3. FII outflows- Will EMs fall out of favour?
Developed markets are expected to see renewed buying interest. With the MSCI World Index trending significantly higher than the MSCI EM Index, it can be assumed that Foreign Portfolio investors are rebalancing their portfolios and allocation across global markets is being realigned. Kotak Institutional Equities pointed out that, “EMs are even less likely to find favour with asset allocators, especially in light of likely worsening in global geopolitics and trade. FPI outflows from India may accelerate in the near term, given the dominance of passive inflows in FPI flows.
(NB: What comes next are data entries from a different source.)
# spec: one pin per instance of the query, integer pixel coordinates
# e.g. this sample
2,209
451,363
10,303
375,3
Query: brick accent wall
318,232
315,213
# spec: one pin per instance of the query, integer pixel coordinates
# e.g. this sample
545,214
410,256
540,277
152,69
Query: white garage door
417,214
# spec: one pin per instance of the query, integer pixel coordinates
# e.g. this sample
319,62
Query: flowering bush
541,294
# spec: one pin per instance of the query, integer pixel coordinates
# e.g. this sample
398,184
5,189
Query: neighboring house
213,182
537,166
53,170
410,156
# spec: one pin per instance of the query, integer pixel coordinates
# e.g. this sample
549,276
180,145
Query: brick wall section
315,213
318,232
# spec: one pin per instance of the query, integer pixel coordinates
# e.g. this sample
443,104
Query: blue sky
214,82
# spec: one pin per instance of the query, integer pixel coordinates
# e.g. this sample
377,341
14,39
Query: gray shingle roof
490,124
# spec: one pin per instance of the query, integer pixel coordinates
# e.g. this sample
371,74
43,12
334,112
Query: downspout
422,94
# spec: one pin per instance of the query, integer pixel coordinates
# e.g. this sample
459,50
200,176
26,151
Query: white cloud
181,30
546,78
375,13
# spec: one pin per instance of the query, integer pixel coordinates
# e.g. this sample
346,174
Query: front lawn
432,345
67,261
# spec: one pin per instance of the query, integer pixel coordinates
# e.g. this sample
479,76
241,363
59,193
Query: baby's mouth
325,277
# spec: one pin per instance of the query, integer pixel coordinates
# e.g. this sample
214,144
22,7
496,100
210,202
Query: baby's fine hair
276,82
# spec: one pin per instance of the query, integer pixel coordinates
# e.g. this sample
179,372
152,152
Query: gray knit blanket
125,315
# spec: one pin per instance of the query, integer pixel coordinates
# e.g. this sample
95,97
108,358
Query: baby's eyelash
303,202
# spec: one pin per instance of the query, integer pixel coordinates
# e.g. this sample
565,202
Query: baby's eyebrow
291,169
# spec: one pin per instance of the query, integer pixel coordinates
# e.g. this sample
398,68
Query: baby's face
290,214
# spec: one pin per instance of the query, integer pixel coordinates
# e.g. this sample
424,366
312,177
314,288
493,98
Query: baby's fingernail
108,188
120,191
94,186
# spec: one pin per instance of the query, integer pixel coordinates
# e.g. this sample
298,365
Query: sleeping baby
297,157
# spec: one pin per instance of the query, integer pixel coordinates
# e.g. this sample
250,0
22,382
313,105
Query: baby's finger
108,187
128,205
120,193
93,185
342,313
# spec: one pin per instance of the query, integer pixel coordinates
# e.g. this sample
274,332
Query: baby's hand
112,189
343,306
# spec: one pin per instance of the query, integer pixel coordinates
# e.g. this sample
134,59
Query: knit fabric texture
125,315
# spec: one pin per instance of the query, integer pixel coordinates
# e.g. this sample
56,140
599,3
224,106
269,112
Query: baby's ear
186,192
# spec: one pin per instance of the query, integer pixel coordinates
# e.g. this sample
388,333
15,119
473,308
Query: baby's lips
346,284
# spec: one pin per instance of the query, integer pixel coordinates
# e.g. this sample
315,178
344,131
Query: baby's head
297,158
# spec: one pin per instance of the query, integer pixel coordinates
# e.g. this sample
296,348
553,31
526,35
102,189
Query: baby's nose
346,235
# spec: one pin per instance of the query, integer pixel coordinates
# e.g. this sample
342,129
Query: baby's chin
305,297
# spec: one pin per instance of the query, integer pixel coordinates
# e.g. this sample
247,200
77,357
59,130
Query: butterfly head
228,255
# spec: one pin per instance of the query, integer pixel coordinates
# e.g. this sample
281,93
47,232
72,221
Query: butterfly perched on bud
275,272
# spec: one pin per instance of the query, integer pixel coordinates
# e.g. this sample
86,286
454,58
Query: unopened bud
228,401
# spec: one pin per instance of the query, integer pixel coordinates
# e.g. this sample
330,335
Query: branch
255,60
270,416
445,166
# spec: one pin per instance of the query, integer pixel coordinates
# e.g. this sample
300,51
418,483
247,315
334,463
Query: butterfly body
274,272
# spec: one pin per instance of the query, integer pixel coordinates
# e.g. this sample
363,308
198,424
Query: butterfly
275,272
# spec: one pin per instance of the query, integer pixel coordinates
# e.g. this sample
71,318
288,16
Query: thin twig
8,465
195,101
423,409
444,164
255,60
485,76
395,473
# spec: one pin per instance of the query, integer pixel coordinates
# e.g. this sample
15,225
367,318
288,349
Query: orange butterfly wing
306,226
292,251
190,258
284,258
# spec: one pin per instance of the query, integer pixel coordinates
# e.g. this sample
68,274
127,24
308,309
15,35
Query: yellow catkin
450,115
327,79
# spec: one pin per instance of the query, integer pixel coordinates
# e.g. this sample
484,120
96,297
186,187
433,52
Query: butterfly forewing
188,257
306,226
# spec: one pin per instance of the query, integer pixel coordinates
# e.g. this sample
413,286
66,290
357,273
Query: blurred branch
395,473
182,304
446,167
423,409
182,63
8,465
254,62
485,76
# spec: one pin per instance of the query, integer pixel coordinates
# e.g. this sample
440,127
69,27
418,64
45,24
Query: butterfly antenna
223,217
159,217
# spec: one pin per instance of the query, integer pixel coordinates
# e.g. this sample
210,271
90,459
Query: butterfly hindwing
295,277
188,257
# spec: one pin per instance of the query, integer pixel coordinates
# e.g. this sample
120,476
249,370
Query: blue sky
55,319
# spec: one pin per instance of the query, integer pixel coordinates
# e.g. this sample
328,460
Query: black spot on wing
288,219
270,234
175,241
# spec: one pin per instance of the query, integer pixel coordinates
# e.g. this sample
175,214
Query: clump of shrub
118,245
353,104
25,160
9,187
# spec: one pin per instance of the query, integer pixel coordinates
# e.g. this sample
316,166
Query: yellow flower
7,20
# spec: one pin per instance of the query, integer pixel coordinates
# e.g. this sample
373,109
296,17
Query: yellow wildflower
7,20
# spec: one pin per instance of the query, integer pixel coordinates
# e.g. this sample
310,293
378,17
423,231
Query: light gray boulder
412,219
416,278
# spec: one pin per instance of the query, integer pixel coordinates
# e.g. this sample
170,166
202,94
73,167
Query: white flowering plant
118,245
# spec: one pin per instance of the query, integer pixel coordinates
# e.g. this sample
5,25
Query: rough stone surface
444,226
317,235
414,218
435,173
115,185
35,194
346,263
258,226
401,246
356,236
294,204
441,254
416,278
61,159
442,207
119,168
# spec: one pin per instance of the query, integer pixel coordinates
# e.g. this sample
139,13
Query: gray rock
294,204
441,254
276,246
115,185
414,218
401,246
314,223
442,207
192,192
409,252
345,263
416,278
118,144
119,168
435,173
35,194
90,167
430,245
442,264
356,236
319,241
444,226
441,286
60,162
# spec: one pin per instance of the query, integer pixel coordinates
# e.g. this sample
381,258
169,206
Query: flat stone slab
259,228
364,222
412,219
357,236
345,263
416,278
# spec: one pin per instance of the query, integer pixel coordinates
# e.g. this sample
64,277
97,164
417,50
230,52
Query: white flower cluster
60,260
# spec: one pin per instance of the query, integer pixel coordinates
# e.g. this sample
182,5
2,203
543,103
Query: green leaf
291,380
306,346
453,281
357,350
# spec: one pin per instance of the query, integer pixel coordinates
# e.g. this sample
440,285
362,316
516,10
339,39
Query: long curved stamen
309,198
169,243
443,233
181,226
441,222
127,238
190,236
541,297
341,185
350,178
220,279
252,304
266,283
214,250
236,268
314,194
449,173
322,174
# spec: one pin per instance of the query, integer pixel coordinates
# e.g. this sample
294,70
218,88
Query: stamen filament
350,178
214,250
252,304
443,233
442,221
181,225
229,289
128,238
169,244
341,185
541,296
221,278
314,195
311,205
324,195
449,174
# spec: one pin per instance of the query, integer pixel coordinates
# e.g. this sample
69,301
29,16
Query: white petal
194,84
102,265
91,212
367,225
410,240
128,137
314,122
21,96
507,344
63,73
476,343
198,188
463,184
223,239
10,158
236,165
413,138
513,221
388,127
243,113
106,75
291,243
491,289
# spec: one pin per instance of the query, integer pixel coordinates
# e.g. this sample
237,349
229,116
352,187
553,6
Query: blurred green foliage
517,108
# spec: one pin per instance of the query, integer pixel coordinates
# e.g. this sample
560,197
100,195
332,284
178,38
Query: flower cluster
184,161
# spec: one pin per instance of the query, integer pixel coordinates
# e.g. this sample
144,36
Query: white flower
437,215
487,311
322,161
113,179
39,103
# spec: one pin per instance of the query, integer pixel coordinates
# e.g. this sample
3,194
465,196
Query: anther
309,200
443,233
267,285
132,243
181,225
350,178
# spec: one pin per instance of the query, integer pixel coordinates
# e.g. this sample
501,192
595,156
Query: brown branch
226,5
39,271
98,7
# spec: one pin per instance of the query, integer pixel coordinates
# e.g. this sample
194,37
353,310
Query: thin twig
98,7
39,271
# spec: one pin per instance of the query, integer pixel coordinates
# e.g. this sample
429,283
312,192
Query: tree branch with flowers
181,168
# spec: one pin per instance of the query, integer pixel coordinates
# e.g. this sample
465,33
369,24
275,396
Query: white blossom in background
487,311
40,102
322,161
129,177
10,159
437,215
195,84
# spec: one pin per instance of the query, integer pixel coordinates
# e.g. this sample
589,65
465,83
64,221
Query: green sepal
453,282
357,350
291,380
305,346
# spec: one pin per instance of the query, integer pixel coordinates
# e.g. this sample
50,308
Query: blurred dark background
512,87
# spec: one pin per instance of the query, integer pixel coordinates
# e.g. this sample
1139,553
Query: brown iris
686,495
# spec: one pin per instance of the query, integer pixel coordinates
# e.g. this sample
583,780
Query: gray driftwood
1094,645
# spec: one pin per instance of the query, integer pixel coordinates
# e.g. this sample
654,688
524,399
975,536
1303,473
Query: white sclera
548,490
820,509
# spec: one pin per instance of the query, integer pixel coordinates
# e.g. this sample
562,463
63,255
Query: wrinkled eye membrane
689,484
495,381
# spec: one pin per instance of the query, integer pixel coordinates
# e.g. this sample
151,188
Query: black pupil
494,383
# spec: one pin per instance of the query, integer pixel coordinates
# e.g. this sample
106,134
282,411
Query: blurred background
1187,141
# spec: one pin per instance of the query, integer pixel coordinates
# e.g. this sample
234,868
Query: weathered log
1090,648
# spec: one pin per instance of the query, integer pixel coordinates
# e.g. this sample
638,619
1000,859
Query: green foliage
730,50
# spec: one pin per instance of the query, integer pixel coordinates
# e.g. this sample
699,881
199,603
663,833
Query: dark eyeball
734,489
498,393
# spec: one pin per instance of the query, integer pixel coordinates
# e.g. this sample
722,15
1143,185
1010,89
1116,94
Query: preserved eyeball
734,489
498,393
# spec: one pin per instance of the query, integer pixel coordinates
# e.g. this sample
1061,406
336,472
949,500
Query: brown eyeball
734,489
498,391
Lastly, any large fiscal stimulus from China to offset the negatives of higher US tariffs on Chinese imports could be a further negative for FPI flows into India.” So far foreign investors have sold nearly Rs 20,000 crore worth of shares in India in November after a record sell-off of nearly Rs 94,000 crore in Indian equities in October.
4. Higher Tariff on China
According to Kotak Institutional Equities, “The new US administration is likely to focus on a tariff-driven approach to rebalance the large US trade deficit. The worst-case situation could see meaningfully higher tariffs on goods imported from China and moderate tariffs on goods imported from other countries.” So what does that signal for India? Observers believe that Indian exports may benefit at the margin from a differentiated tariff regime, “but the net benefit will depend on its competitiveness versus on shoring and exports from other economies,” stated the Kotak report.
Moreover, the markets need to factor in higher bond yields and a stronger US dollar in the near term.